Friday, February 25, 2011

All the above.....

Honestly, i hurt. i dont know what else to say about it. im so mixed up and confused. I had a dream that scared the shit out of me last night, i almost got bit by an alligator. i woke up screaming and decided to look it up, and basically it says the same thing i already knew. i need to stop beating around the bush and face my emotions. then i had another scary dream i was in a stadium that looked like something straight out of a harry potter movie and this guy kept coming after me and i remember trying to hide at the very top so he couldnt reach me and he grabbed my leg from below the stairs and i looked up and yelled for natty jo to help me and he just sat and watched...i was so scared, some random people from the stands next to me helped get the guy off my leg and i ran into this scary castle and this crazy werewolf girl was trying to kill me and idk what connection it had but i had to reorganize the candy in this vending machine bc something she ate made her turn into a werewolf and i think being with or near natty jo made these scary characters try to kill me. i woke up almost in tears, and just turned on some music.

i just sat there and thought, i really do miss what he and i once had...i wish we still did have it. but the truth of the matter is that we dont anymore, and im tired of hurting. i saw his post about wondering what im up to, i guess it makes me feel a bit better to know he's still thiking about me...but i keep wondering what i should do now. i feel like i should try to move forward. he keeps making comments about how he feels like its a repeat of the summer, and honestly thats not it. im just tired of dealing with the bullshit. he just keeps calling me an ex and a close friend, so why should it matter if i move on if thats all i am to him? and if he feels like its a repeat of the summer why the fuck doesnt he do something to change what hes doing so it doesnt turn out the same way?! my mom always told me if your about to crash dont let go of the wheel because you'll get hurt worse that way. i take that advice into my day to day life. ive been doing my best to steer my way thru all the bullshit hes throwing my way and im almost outta gas....i cant do this anymore....i keep holding on to the hope that ill wake up and things will be different and they never are...its like a never ending nightmare.

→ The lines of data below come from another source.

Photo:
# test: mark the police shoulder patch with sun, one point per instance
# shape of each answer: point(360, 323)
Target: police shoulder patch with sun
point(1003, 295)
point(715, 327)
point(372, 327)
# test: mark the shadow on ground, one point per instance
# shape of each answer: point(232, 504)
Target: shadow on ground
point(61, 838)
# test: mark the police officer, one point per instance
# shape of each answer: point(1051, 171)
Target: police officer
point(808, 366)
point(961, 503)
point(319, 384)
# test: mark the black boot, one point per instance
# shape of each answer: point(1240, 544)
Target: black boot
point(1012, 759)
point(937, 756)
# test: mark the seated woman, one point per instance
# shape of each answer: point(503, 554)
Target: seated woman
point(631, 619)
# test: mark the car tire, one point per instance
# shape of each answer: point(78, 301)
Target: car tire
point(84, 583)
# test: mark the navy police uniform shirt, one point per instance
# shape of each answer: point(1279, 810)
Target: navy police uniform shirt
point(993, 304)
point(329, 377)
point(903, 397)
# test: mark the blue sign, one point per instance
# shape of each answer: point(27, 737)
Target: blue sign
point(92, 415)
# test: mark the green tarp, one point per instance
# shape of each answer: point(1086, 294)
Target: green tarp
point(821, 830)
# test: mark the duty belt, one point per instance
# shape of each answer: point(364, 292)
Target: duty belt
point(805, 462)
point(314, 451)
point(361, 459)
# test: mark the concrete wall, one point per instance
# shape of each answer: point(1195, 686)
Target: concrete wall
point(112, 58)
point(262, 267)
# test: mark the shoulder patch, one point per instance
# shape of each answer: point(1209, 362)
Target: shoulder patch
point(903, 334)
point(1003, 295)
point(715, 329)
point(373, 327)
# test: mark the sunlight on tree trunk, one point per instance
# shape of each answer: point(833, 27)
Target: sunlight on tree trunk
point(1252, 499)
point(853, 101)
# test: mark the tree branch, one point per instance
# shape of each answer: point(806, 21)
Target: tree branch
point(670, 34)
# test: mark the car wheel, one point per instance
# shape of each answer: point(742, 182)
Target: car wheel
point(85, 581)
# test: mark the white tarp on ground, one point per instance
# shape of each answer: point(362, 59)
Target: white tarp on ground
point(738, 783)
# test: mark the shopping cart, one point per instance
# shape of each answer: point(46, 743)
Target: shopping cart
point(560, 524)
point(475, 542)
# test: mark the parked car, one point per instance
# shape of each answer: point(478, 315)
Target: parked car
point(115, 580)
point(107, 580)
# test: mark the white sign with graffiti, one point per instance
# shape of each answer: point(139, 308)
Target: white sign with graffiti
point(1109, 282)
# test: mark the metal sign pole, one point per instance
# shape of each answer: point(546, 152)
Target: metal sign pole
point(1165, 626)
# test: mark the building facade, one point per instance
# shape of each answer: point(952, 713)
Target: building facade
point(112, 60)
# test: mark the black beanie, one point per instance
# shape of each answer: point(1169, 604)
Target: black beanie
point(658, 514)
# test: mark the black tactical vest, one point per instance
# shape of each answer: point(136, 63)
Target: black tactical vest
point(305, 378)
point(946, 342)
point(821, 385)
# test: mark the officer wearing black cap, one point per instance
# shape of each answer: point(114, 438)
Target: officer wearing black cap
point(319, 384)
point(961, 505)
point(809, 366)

i miss the old us so much and nothing ever compares to it. i guess thats really why i came back, because he was being everything i wanted. its sad to think about letting him go, i know he isnt offering me anything these days and we all realize it isnt working...but i miss the old us...so bad it hurts. i cry everytime i think about it. i need to move forward, and i guess the only thing that comes to mind that i can realistically do is not call or text him and just try to live my life one day at a time. hang out with my friends, go to work, go to class, hit the gym, take care of bella...just live my life..time and God will take care of the rest. i know one day, probably sooner than later, ill have to face him missing me and i dont know how ill respond to that.

i just know im tired of the way i feel right now. so today i am trying to pick myself up off the floor, get to santa fe to finish up stuff with my classes, and i am gonna hit the gym and my friend invited me to chill at the cabana pool with her and her friends...i said i might come over if i have time. i think me and loko might do something tonight, hopefully ill do something with either her or jwoww.... i know i need to do something to get him off my mind for awhile. i need to get happy.....or as loko put it, i need to find my joy.